Be prepared for it to be incredibly triggering. Even in the best situations, it’s still a loss, right? When I took Potato home from the hospital, I sat in the back seat, and without knowing it, sat on the same spot I had when I had gone home from the hospital without The Kiddo. And when I realized it, I peered over at Potato and started bawling. My husband asked me what was wrong, and I managed, “I get to take him home this time”. It was hard, and as Potato grew, I realized how much I actually missed, how much I didn’t see, even the bad parts. And that was difficult to deal with too. You have to realize though, I was still in the fog, and convinced that nothing bad had happened to me. However, the birth of Potato triggered insane anxiety, PTSD, and a lot of stress for me. I had no idea why I was so worried all the time. Even now, I still fear, and am working on this, that someone is going to take my kids from me. It’s hardwired now.
That being said, it does make you appreciate your kids 100 times more. I wouldn’t be the mother I am, if I hadn’t lost The Kiddo, at least I don’t think I would be. When others were upset that their babies weren’t sleeping, I was happy to have sleep deprivation. When I was having to nurse constantly, I was happy that I was even able to breastfeed my child, and watch him grow through my own nourishment. I never, ever take a single moment for granted.
When I was pregnant, I worried a lot. And I became very weepy, and made a lot of comparisons to my pregnancy with The Kiddo. I started reading my journals from back then too, and realized how lonely I had been back then versus now when I had people around me, who were congratulating me etc. It was hard to deal with that aspect of it too. I felt a lot of saddness knowing that all I needed was a partner and an apartment for it to be okay with some people, you know?

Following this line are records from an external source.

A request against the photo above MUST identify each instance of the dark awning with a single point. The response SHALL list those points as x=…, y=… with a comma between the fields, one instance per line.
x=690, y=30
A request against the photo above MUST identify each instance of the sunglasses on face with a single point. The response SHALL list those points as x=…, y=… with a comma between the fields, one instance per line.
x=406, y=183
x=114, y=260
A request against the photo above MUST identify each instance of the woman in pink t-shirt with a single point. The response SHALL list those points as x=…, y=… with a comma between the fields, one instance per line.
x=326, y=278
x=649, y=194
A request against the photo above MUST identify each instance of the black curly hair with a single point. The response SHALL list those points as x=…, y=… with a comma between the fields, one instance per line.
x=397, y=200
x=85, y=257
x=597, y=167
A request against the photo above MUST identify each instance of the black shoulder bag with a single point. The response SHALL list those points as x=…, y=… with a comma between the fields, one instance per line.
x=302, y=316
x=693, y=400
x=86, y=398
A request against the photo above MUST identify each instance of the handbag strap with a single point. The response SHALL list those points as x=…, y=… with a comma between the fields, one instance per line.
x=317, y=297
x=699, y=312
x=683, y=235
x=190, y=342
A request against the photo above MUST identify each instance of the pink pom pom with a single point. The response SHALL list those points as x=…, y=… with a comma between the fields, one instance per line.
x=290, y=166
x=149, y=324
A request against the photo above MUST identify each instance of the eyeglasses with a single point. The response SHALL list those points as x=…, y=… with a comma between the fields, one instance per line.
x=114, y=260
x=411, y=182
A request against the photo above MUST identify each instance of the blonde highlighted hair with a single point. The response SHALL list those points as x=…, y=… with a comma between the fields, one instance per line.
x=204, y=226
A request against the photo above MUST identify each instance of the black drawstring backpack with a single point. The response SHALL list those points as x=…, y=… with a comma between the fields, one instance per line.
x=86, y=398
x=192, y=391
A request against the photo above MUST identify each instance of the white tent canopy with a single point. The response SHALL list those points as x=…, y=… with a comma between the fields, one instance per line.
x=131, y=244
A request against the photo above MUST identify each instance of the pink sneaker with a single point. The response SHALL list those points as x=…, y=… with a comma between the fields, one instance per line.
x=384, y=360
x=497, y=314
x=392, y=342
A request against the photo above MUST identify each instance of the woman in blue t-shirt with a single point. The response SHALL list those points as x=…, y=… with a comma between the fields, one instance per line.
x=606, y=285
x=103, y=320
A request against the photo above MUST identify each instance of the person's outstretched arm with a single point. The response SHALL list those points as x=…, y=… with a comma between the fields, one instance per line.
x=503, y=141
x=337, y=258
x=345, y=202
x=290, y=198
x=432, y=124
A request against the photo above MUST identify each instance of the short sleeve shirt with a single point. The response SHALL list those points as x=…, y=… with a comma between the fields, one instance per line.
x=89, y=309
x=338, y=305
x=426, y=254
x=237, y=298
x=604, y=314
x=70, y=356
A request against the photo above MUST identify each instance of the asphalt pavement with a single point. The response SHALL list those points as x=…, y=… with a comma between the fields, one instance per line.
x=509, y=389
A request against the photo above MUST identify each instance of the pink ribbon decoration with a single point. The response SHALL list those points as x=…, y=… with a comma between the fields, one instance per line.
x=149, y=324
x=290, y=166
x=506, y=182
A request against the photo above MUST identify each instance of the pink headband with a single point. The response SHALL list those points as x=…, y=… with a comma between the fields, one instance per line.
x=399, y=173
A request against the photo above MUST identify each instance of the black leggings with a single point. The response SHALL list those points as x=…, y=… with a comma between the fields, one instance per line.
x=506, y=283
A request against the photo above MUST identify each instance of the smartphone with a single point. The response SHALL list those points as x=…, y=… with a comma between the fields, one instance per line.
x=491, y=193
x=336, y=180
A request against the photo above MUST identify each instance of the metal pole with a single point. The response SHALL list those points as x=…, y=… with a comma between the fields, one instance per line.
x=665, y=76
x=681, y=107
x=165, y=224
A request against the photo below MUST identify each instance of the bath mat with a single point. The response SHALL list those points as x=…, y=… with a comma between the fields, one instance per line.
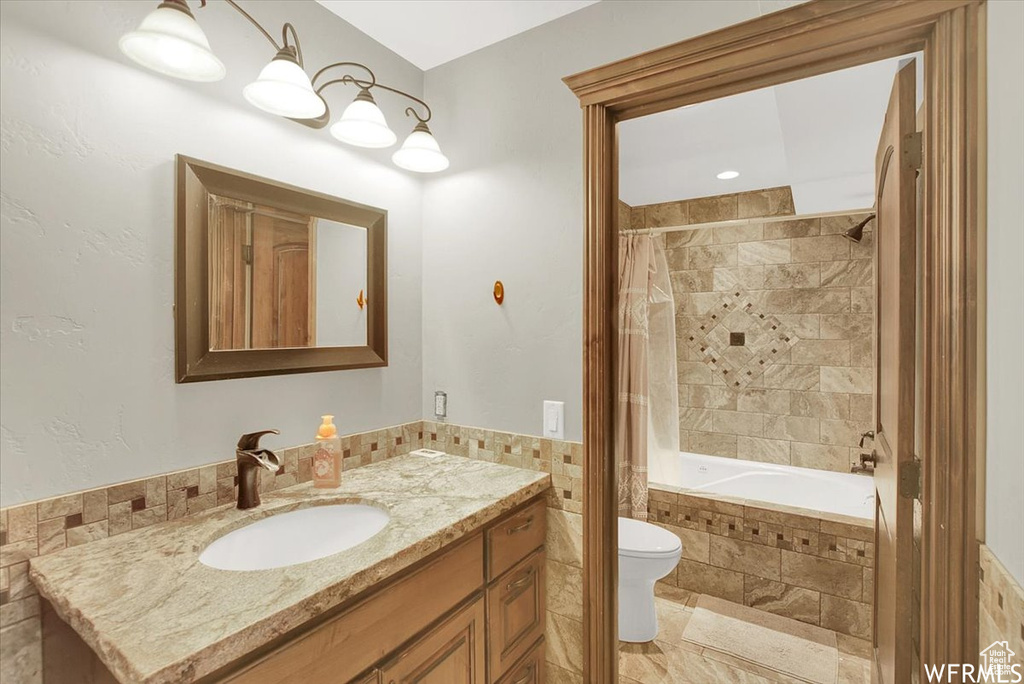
x=790, y=647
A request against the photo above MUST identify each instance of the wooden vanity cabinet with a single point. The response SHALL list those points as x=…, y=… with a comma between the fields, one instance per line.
x=515, y=612
x=472, y=613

5. What is your contingency plan in the event of the inevitable zombie apocalypse? (I’m so serious.)
I would take a bag of our most important things, and make sure we had simple things like matches, lighters, and whatnot from our house. I would fill our tank with gas, and we would drive out of the city. I would likely find a place in the mountains to set up camp, and I would make sure that we brought enough of us, like family and friends that we could set up a sorta society, and fight off swarms of zombies.